As the new year kicks off, President-elect Donald Trump will be back in the Oval Office on January 20th, and his return is expected to bring positive developments for both blockchain and crypto. Trump’s replacement for Securities and Exchange Commission chair – Paul Aitkin, has brought optimism to the sector. Atkin’s approach is expected to be more relaxed. He is expected to be receptive to working with crypto companies and finding a regulatory framework that will enable the sector to continue to thrive while setting safeguards to protect consumers’ and investors’ confidence.

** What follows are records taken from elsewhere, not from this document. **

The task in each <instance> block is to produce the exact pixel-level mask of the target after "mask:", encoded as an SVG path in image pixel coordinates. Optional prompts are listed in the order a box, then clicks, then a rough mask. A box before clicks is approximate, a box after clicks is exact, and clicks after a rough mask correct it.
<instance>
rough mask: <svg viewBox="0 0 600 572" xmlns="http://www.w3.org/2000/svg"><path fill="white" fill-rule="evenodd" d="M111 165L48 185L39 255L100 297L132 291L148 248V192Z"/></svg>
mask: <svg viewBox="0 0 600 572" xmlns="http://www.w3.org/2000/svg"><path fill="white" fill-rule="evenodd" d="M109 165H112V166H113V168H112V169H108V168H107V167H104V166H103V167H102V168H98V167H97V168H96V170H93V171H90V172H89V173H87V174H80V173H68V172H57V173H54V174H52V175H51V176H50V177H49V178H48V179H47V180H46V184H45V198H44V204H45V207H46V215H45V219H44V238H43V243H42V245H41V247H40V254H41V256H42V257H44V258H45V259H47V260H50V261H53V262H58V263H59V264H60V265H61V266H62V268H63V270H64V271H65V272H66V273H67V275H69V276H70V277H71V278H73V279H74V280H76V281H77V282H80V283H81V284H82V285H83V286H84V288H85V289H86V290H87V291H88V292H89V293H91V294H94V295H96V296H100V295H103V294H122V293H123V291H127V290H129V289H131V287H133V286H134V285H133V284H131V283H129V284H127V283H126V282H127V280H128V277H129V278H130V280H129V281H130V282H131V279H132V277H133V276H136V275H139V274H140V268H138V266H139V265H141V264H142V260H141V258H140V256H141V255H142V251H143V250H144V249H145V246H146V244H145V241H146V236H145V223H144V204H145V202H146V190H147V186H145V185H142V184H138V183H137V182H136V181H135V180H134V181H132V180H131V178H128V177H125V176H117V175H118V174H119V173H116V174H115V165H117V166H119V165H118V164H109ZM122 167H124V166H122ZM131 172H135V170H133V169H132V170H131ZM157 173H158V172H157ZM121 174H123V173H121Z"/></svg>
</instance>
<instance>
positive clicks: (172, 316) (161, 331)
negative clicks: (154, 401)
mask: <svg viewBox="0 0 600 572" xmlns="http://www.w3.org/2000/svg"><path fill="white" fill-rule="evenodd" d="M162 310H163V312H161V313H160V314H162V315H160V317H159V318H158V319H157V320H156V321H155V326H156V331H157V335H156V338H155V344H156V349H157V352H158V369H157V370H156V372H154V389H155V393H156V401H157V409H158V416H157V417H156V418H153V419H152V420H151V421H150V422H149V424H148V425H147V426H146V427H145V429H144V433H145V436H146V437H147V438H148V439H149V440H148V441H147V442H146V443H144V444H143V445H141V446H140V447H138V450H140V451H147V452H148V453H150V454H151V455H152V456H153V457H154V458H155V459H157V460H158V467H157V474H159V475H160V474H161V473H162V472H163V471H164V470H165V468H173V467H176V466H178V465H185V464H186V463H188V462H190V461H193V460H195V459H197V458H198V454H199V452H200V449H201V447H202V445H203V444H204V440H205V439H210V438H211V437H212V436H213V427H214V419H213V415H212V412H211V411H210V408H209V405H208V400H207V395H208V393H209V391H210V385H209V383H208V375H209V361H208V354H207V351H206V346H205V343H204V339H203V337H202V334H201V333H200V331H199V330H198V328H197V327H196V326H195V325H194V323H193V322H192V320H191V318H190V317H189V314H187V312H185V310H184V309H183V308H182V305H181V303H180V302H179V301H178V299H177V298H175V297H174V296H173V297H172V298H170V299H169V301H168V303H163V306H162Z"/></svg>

The fundamental picture remains supportive, and seasonality is favorable throughout January. According to historical monthly returns, Bitcoin generally recorded modest returns in January, averaging 3.35%.
Week Ahead
This week will likely see more volume return to the market. The economic calendar ramps up this week, bringing more clues about the health of the US economy and the outlook for rate cuts.
NFP Report
Friday’s US non-farm payroll report will be the highlight of the week and the first big test of the year. The markets will hope the closely watched report shows a stable but not overheated economy, which could help support risk sentiment. Expectations are for 150k jobs to have been added while unemployment is forecast to remain at 4.2%.
FOMC minutes
On Wednesday, the Fed is due to release the minutes of its December meeting, during which it delivered its third rate cut in what Fed Chair Powell described as a close call. The minutes could show divergent views and provide insight into policymakers’ more hawkish stance as they reined in rate cut expectations for next year.